- Official release poster
- Directed by: Darryl Yap
- Written by: Darryl Yap
- Produced by: Vincent Del Rosario III; Vic Del Rosario Jr.; Veronique Del Rosario-Corpus; Hermie Go; Ianne Oandasan; June Torrejon-Rufino;
- Starring: Joel Torre; Jeric Raval; Mark Anthony Fernandez; Baron Geisler; John Lapus;
- Cinematography: Rain Yamson
- Edited by: Vincent L. Asis
- Music by: Andrew R. Florentino
- Production companies: VinCentiments; Viva Films;
- Distributed by: Vivamax
- Release date: November 5, 2021;
- Running time: 75 minutes
- Country: Philippines
- Language: Filipino

= Barumbadings =

2021 film directed by Darryl Yap

Barumbadings (also known as BarumBadings: Vol 1. Dead Mother, Dead All) is a 2021 Philippine black comedy crime action film written and directed by Darryl Yap. It stars Joel Torre, Jeric Raval, Mark Anthony Fernandez, Baron Geisler and John Lapus. The film is about three gay gangsters who mourn the death of their gay guardian, but ends up celebrating his bright and colorful life. The main characters are named after the main members of the SexBomb Girls and their manager, Joy Cancio.

==Plot==
Izzy (Jeric Raval), Jopay (Mark Anthony Fernandez) and Rochelle (Baron Geisler) are gays-in-training for beauty pageants under the care of their adoptive gay mother, Joy (Joel Torre).

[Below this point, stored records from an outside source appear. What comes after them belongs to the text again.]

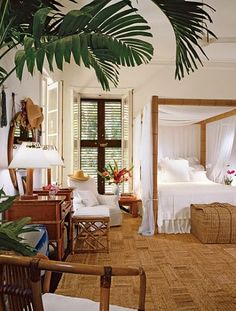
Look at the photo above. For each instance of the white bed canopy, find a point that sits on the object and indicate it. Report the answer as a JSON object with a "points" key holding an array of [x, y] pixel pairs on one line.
{"points": [[186, 115], [173, 115]]}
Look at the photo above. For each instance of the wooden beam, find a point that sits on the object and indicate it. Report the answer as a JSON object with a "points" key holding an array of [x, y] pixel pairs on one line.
{"points": [[155, 156], [203, 145], [197, 102]]}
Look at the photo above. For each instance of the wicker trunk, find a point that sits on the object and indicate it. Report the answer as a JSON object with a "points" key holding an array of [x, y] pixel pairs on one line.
{"points": [[214, 223]]}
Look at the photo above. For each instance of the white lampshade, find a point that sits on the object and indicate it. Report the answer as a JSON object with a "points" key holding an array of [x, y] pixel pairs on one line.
{"points": [[53, 156], [29, 155]]}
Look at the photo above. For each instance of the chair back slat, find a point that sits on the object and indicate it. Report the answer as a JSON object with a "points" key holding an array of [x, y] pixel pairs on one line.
{"points": [[21, 288], [16, 290]]}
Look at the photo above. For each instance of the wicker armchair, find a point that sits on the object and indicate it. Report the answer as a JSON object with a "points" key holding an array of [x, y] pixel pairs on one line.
{"points": [[21, 285]]}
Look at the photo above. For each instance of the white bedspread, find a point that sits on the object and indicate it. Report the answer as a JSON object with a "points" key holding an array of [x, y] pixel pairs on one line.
{"points": [[174, 200]]}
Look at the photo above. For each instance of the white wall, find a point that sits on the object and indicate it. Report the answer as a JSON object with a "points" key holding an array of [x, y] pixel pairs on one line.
{"points": [[29, 87]]}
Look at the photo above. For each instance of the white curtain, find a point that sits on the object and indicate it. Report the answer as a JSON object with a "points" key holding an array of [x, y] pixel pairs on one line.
{"points": [[137, 132], [147, 227], [219, 140], [178, 141]]}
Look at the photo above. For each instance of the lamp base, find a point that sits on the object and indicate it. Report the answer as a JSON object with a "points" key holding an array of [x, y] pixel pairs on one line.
{"points": [[29, 197]]}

When Joy passes away, they become part of an intense feud against lesbians.

==Cast==
- Joel Torre as Mother Joy: The one who adopted the three gays, Izzy, Jopay and Rochelle.
- Jeric Raval as Izzy
- Mark Anthony Fernandez as Jopay
- Baron Geisler as Rochelle
- John Lapus as Queenpin: The leader of Barumbadings and the one who giving orders to Izzy, Jopay and Rochelle.
- Francine Garcia as Trixie
- Cecil Paz as Buchi the Butcher: Queenpin ex-lover.
- Carlo Mendoza as Young Rochelle
- Janrey Torres as Young Izzy
- Lance Russell Obrero as Young Jopay
- Jobelyn Manuel as Right Finger of Buchi
- Loren Mirañas as Left Finger of Buchi

==Release==
The film was released in the Philippines via streaming in Vivamax on November 5, 2021.

==Reception==
JE CC of PinoyFeeds give the film a positive review and he wrote:
Action and comedy make a satisfying marriage in this Darryl Yap feature that tackles hate crimes against gay people.

==Future==
Baron Geisler confirmed that he is part of all 4 upcoming sequels of Barumbadings.

As of November 2025, there has been no update on the sequel's development.